Erdoğan won praise for convincing Putin to give up on eliminating jihadi militias in Idlib Grozny-style, and has therefore avoided a bloodbath involving civilians as well. His achievement in Sochi allowed him to speak with enhanced visibility at the United Nations General Assembly on September 25, and to pen an article in Foreign Policy dated September 26 in which he wrote, “Although Turkey is no military or economic superpower, it has emerged as a global leader by becoming part of the solution in Iraq, Syria, and elsewhere.”
So far, so good. However, the next phases are infinitely complex. In operational terms, the Sochi deal means Turkey has quite simply undertaken to disarm militias, including the Al-Qa‘eda-linked Hay’at Tahrir al-Sham, which has already stated its objections to laying down its weapons. This prompted Erdoğan’s spokesman, Ibrahim Kalın, to signal on September 21 that Turkey might use “other means” if “persuasion” and “pacification” did not work. In the Idlib context, that can only mean military force. As the remaining contingent of jihadis in Idlib is known for its military aptitude and resolve to fight to the last man, it means that Turkey now has a difficult task ahead.
Assuming that the militias can be disarmed peacefully, a second critical issue will be what to do with them.
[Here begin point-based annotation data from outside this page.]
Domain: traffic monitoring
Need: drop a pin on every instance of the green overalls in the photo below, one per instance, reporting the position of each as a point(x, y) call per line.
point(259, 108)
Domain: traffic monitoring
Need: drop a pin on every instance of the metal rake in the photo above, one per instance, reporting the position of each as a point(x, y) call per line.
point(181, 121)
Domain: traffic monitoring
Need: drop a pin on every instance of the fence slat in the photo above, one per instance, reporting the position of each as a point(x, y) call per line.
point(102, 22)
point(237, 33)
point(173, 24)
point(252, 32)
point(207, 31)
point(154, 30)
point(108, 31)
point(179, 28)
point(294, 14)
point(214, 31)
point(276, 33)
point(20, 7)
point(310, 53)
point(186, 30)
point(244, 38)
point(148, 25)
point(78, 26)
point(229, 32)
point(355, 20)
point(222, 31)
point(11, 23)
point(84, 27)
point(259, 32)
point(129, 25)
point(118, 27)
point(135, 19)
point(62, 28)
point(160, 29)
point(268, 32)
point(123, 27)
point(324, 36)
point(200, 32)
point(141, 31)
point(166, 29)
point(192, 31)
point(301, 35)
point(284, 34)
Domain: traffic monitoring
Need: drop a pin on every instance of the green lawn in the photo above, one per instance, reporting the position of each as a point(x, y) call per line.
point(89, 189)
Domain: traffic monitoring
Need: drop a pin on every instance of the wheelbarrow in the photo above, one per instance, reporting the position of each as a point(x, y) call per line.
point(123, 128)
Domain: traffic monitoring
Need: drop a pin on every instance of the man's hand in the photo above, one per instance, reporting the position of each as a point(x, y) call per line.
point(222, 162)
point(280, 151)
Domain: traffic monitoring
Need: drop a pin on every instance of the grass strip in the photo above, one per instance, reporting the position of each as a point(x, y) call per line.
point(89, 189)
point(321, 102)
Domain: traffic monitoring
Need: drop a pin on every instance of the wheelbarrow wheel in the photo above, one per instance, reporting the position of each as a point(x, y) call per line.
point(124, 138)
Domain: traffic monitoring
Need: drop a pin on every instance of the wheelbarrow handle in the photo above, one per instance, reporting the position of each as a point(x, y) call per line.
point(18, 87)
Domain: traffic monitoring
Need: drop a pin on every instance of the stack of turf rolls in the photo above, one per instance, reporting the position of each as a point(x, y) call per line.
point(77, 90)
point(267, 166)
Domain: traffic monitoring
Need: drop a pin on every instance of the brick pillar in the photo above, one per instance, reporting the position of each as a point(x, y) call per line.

It seems highly improbable that many will join the ranks of the official opposition. In addition, foreign fighters—particularly Chechens and Uyghurs, possibly some Turks as well—are well aware that they are not welcome back home. One peaceful option is to send them east of the Euphrates River with the consent of the Assad regime, which would allow for the safe passage of convoys from Idlib to, say, the easternmost fringes of Syria.
If safe passage were to be granted (an option until now rejected by Russian Foreign Minister Sergei Lavrov), Russia and Turkey would be in a position to send anti-Assad jihadis to a region where the Kurdish-dominated Syrian Democratic Forces are operating on behalf and with the support of the U.S.-led coalition fighting the Islamic State group. This may end up reinforcing Islamic State forces, while making the U.S. presence on Syrian soil more complicated to manage, as both Washington and the Syrian Kurds will have to decide on the position they will take. Clearly, Russia and Turkey are still aligned against the U.S.-led coalition in northeast Syria.
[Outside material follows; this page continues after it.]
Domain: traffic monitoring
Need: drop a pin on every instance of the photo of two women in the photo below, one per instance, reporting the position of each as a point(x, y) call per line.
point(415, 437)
It would be futile to look for a diplomatic or military rationale in the Sochi deal. Beyond the immediate benefit for Turkey to appear as a peace-broker, the jihadis, Moscow, and the Assad regime still have several options open to them. But one should not lose sight of the larger picture. Russia, Iran, and the Syrian regime have a simple objective, namely to allow Syrian regular forces to regain control of all the country’s governorates and borders. In turn, this implies the elimination of jihadi groups, the withdrawal of the Turkish military from the country’s northeast, and the withdrawal of U.S. and allied forces. The latter two objectives can only be achieved through a United Nations-led settlement.
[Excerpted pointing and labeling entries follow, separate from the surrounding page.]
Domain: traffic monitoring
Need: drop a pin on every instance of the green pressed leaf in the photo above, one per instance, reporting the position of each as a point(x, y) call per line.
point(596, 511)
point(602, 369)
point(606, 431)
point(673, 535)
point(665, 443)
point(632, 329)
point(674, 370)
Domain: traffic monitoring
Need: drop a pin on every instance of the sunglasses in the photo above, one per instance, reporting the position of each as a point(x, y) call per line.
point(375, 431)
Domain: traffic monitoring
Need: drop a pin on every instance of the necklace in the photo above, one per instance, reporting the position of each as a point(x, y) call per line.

In the shadow of the Sochi deal lies Israel’s battle against Iranian and pro-Iranian forces. On September 17, Israeli aircraft destroyed a workshop in Latakia Governorate, allegedly manufacturing weapons for Iranian forces and Hezbollah, prompting Syrian forces to launch antiaircraft missiles that accidentally brought down a Russian spy plane. Putin described the episode as a “chain of tragic circumstances.” The incident illustrated the immense complexities of the Syrian war. Ultimately, the road to the end of the conflict in Syria will be fraught with human suffering, uncertainties, mishaps, and reversals of alliances.